3月下旬のお休みとなった春分の日。前日からの予報通り、朝から本格的な春の雪(信州では「かみ雪」と呼びます)となった八ヶ岳南麓です。

伊那に講演会を聴きに行こうと考えていた祝日の朝。

雪の中で行くのはきついなぁと思いながら、高速道路の状況をチェックしていると、悪い予感は当たるようで、チェーン規制の直後に通行止めに。これでは下道で行ったところで帰るのが無理なので、諦めて雪かきを始めた昼下がり。

深夜から降り続いた重たく湿った雪は、がっちりと車のルーフに圧し掛かっていました。

雪かきが終わったところで、気を取り直して少し雪上ドライブを等と呑気に構えて路上に出てみると、ちょっと大変なことに。真っ白な雪に覆われた圃場と、圧雪と湿った雪で轍がぐちゃぐちゃになった路面。更には吹き付ける強烈な風に煽られて車は右へ左へと振り回されながらの冷や汗もののドライブに(なので、この先の写真はスマホで車内から撮影です)。

車窓の向こうに広がる、吹き荒れる吹雪に沈む谷筋。

山間部に入っていくと轍は深く、直結4WDモードが自慢のSX4でもハンドルを維持するのに困難が伴う程です(こんな天候でもハイエースの皆様は意にも介さずかっ飛んでいきます)。

轍すら均されて真っ白な吹雪の中に沈む立沢大橋。

春の雪には桜や梅の花とのコラボレーションといったロマンチックな雰囲気もありますが、一方では烈風と重たい降雪が一気に襲ってくる、春の嵐そのままの手荒い一面も持ち合わせています。

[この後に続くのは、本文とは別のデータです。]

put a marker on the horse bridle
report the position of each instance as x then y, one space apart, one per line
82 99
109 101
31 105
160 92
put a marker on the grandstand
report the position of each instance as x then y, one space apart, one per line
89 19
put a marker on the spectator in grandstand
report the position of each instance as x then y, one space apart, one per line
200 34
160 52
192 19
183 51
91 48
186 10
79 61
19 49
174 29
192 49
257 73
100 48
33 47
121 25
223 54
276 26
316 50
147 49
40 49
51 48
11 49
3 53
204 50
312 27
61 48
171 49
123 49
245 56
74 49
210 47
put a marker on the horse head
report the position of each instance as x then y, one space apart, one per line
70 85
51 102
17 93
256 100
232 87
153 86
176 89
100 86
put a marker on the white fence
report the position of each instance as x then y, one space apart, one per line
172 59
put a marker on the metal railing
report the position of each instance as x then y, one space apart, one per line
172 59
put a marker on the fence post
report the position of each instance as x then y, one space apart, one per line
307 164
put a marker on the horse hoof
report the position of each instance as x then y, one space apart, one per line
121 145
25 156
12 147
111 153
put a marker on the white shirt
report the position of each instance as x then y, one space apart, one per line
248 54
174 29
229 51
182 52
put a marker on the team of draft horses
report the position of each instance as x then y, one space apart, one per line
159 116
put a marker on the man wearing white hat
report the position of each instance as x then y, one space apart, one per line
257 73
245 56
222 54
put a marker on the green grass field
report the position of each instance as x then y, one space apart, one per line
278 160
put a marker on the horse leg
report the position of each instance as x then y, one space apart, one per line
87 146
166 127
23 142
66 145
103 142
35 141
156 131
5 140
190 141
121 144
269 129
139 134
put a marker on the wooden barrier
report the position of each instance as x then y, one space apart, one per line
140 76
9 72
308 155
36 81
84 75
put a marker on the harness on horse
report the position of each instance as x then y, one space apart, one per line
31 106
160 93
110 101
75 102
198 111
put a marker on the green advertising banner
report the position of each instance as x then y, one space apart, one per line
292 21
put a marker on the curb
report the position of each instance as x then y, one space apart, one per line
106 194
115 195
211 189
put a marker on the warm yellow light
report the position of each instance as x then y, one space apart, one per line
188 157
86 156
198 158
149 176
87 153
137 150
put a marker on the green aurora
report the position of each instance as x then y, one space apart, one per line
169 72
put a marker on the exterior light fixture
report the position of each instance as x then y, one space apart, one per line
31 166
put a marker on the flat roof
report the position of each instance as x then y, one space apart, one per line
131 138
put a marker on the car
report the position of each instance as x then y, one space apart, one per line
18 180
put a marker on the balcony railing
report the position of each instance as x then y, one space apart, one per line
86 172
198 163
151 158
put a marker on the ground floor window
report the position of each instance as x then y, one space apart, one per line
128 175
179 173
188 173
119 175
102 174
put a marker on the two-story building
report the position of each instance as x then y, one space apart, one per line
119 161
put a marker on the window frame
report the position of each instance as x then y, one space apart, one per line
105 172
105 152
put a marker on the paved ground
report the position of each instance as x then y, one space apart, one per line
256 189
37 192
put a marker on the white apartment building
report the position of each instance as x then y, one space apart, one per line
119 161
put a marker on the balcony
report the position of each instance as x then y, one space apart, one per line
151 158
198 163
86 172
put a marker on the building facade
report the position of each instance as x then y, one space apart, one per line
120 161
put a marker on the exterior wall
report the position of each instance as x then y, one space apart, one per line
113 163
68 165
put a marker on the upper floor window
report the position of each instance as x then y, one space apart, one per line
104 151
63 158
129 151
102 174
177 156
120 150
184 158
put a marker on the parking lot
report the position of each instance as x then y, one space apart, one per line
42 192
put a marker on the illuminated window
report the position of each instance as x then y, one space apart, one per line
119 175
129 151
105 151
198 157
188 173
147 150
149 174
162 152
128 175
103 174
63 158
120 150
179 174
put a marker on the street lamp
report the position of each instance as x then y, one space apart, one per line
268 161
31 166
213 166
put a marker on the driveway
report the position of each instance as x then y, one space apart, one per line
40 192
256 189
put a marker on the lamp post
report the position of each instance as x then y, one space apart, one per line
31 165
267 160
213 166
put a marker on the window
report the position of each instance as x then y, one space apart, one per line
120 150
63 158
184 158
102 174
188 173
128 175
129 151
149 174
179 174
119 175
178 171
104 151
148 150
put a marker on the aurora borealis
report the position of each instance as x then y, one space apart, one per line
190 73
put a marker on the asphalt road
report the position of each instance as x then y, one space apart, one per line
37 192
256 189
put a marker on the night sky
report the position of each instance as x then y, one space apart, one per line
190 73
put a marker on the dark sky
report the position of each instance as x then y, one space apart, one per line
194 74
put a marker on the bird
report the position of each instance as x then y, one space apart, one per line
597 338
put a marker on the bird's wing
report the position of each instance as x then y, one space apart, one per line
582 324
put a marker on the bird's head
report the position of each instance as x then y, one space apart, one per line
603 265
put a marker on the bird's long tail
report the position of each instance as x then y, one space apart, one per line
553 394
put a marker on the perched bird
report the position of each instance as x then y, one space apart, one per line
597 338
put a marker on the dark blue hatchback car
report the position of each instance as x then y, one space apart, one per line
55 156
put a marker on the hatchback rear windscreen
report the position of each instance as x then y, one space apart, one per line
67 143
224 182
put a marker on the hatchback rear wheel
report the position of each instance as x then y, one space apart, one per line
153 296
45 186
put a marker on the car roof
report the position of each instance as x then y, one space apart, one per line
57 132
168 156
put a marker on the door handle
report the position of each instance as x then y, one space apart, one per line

荒れた祝日二日後、漸く天候が回復した週末金曜日の朝。

風も収まり、穏やかな日差しの下、再び雪原となった圃場の向こうには全山に雪を纏った南アルプスの山並みが青空の下に浮かび上がりました。

もう厳冬期ではない、稜線を越えていく浅い水色の空が、春の訪れをはっきりと教えてくれます。

柔らかな3月の青空と、雪を戴く八ヶ岳のコラボレーション。

重く湿った3月の雪は、冬の名残を惜しむように、八ヶ岳を白く染め上げていきます。

雲が晴れた甲斐駒。浅い青と純白の山稜が織りなす柔らかな朝の色。

眩しい春の陽射しが空高くから降り注ぐ頃、圃場の雪はすっかりと融けて、季節は再び春への足取を進めていきます。

都心では既にお花見のシーズン、里から訪れる春を待ちわびながら、冬の名残に思いを馳せる八ヶ岳南麓の週末です。